Researchers conducted a study investigating the relationship between caffeinated coffee consumption and risk of depression in women. They collected data on 50,739 women free of depression symptoms at the start of the study in the year 1996, and these women were followed through 2006. The researchers used questionnaires to collect data on caffeinated coffee consumption, asked each individual about physician-diagnosed depression, and also asked about the use of antidepressants. The table below shows the distribution of incidences of depression by amount of caffeinated coffee consumption.

1. What type of test is appropriate for evaluating if there is an association between coffee intake and depression?

\(\chi^2\) test for two-way tables.

2. Write the hypotheses for the test you identified in part (a).

\(H_o\): There is no difference between the amount of coffee drank between the population of women without depression and the population of women with depression.

\(H_A\): There is a difference between the amount of coffee drank between the population of women without depression and the population of women with depression.

3. Calculate the overall proportion of women who do and do not suffer from depression.

p_dep =  2607/50739
p_dep

## [1] 0.05138059

p_hth = 48132/50739
p_hth

## [1] 0.9486194

4. Identify the expected count for the highlighted cell, and calculate the contribution of this cell to the test statistic, i.e. \((Observed-Expected)^2/Expected\).

expt = 6617*p_dep
expt 

## [1] 339.9854

ts = (373-expt)^2/expt
ts

## [1] 3.205914

5. The test statistic is \(\chi^2= 20.93\).
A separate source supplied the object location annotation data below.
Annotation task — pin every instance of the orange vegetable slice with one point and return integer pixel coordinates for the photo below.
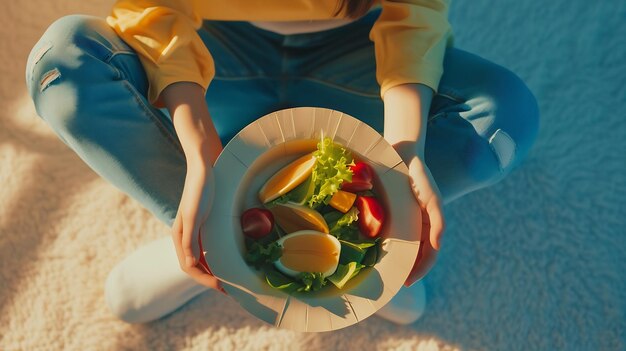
(292, 217)
(308, 251)
(287, 178)
(342, 200)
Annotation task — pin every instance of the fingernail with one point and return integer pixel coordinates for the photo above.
(190, 261)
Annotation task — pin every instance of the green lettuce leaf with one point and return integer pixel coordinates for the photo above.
(344, 227)
(330, 170)
(258, 254)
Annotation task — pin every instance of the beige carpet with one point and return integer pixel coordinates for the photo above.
(516, 271)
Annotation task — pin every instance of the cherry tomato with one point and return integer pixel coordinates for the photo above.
(256, 222)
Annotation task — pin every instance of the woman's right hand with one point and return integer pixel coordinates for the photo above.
(201, 145)
(193, 212)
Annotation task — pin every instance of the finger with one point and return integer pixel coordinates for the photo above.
(203, 278)
(177, 233)
(436, 223)
(425, 260)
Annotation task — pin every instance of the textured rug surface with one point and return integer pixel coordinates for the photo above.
(535, 262)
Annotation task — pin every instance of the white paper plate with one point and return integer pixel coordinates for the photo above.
(255, 154)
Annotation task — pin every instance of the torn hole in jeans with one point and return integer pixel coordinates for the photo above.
(48, 78)
(504, 147)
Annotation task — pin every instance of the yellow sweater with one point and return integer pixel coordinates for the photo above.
(410, 36)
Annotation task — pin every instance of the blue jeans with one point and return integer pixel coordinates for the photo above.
(90, 87)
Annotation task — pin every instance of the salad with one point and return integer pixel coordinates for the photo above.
(320, 221)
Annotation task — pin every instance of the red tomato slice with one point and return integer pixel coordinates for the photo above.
(256, 222)
(361, 178)
(371, 216)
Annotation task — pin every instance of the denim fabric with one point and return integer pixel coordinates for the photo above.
(89, 86)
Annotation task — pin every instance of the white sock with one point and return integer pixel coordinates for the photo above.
(407, 306)
(148, 284)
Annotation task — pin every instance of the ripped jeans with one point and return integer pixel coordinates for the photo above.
(90, 87)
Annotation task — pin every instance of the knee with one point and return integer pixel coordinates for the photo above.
(513, 122)
(117, 291)
(61, 60)
(56, 45)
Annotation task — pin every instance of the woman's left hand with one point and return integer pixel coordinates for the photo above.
(430, 201)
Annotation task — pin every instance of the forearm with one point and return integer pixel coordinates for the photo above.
(406, 109)
(192, 121)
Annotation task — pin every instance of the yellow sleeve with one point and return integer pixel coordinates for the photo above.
(163, 33)
(410, 38)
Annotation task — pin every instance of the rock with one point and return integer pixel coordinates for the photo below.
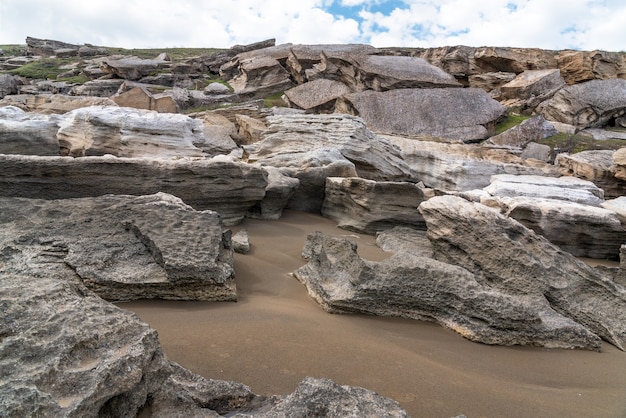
(241, 242)
(465, 234)
(581, 66)
(531, 87)
(53, 103)
(465, 114)
(426, 289)
(590, 104)
(596, 166)
(570, 189)
(142, 98)
(229, 188)
(383, 72)
(27, 133)
(369, 206)
(317, 95)
(533, 129)
(8, 85)
(64, 350)
(127, 247)
(128, 132)
(133, 68)
(459, 167)
(314, 147)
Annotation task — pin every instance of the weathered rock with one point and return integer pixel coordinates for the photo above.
(64, 351)
(596, 166)
(465, 234)
(127, 247)
(423, 288)
(590, 104)
(570, 189)
(128, 132)
(369, 206)
(383, 72)
(314, 147)
(229, 188)
(317, 95)
(533, 129)
(465, 114)
(133, 68)
(53, 103)
(459, 167)
(581, 66)
(26, 133)
(531, 87)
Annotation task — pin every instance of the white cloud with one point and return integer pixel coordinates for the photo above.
(553, 24)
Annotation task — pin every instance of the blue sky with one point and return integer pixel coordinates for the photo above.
(548, 24)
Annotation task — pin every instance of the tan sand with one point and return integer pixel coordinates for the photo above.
(276, 335)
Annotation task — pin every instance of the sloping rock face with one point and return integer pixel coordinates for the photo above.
(64, 351)
(128, 132)
(465, 234)
(587, 105)
(465, 114)
(368, 206)
(229, 188)
(127, 247)
(314, 147)
(27, 134)
(423, 288)
(597, 166)
(459, 167)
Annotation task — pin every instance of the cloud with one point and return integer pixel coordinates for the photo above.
(554, 24)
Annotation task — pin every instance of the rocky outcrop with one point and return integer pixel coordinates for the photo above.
(314, 147)
(587, 105)
(127, 247)
(128, 132)
(466, 114)
(459, 167)
(369, 206)
(227, 187)
(422, 288)
(595, 166)
(464, 234)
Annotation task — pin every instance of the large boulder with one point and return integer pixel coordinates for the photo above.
(465, 114)
(227, 187)
(314, 147)
(418, 287)
(459, 167)
(27, 133)
(597, 166)
(127, 247)
(129, 132)
(465, 234)
(369, 206)
(591, 104)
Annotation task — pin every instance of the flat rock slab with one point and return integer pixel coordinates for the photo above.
(126, 247)
(229, 188)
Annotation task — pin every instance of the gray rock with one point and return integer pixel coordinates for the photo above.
(127, 247)
(229, 188)
(27, 133)
(466, 234)
(597, 166)
(426, 289)
(369, 206)
(465, 114)
(533, 129)
(587, 105)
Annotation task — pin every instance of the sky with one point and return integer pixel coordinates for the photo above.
(546, 24)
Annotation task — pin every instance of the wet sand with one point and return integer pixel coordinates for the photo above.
(276, 335)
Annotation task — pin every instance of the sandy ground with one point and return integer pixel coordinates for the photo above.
(276, 335)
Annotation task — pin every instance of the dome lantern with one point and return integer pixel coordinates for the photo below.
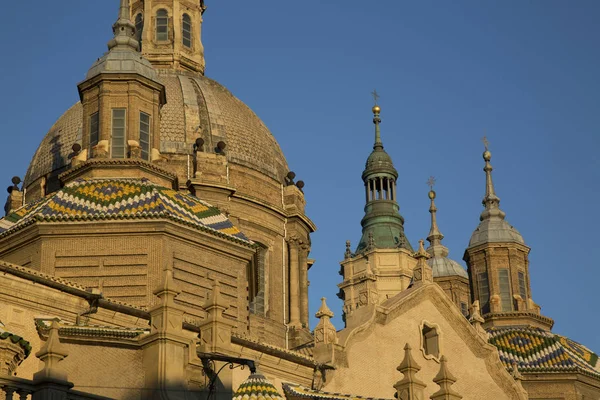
(383, 226)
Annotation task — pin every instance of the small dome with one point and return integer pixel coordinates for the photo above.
(495, 230)
(536, 350)
(443, 266)
(379, 159)
(196, 107)
(257, 387)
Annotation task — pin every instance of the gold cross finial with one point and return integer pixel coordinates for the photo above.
(375, 96)
(431, 182)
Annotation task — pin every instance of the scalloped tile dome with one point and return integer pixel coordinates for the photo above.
(443, 266)
(495, 230)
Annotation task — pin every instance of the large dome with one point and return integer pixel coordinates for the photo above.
(196, 107)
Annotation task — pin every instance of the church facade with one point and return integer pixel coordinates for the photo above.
(158, 248)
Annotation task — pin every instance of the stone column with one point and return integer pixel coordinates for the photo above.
(294, 283)
(303, 260)
(389, 191)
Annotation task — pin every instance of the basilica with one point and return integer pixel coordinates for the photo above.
(158, 248)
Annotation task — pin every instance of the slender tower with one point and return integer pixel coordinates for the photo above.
(498, 264)
(382, 264)
(447, 273)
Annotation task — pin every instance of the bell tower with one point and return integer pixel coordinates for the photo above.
(498, 264)
(382, 264)
(170, 33)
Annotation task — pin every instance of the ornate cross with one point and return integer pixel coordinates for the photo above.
(375, 96)
(431, 182)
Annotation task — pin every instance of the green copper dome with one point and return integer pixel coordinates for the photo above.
(382, 225)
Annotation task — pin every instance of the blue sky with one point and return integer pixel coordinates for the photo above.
(523, 72)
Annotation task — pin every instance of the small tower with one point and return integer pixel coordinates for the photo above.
(383, 250)
(121, 98)
(498, 263)
(382, 218)
(447, 273)
(170, 33)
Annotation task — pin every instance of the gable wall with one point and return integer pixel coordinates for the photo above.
(374, 355)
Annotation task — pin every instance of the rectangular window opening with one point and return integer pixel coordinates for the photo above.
(118, 132)
(505, 296)
(522, 286)
(94, 130)
(484, 292)
(145, 135)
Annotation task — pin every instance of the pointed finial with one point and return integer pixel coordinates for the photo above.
(124, 30)
(431, 183)
(375, 96)
(421, 253)
(445, 380)
(435, 236)
(516, 374)
(422, 274)
(377, 120)
(371, 244)
(348, 253)
(490, 201)
(409, 387)
(324, 310)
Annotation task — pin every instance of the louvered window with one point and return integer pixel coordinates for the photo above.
(118, 133)
(187, 31)
(94, 129)
(139, 28)
(504, 283)
(484, 292)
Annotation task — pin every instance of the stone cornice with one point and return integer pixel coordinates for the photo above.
(516, 317)
(275, 351)
(116, 163)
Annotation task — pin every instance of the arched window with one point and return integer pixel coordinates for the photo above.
(145, 135)
(186, 27)
(256, 280)
(162, 25)
(139, 28)
(430, 340)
What is the p-value?

$df = (R-1)*(C-1) = $

# 2 rows, 5 col
df = (2-1)*(5-1)
df

## [1] 4

p = 1-pchisq(20.93,4)
p

## [1] 0.0003269507

6. What is the conclusion of the hypothesis test?

Since \(p<0.05\) we reject the null hypothesis and accept the alternative hypothesis that there is a difference in the amount of coffee drank by women with depression compared to women without depression.

7. One of the authors of this study was quoted on the NYTimes as saying it was “too early to recommend that women load up on extra coffee” based on just this study. Do you agree with this statement? Explain your reasoning.

Yes I agree, the study only establishes statistical significance and not practical significance. There could be adverse effects to too much coffee that out weigh the benefits, or there could be a confounding factor that causes the two variables to be related.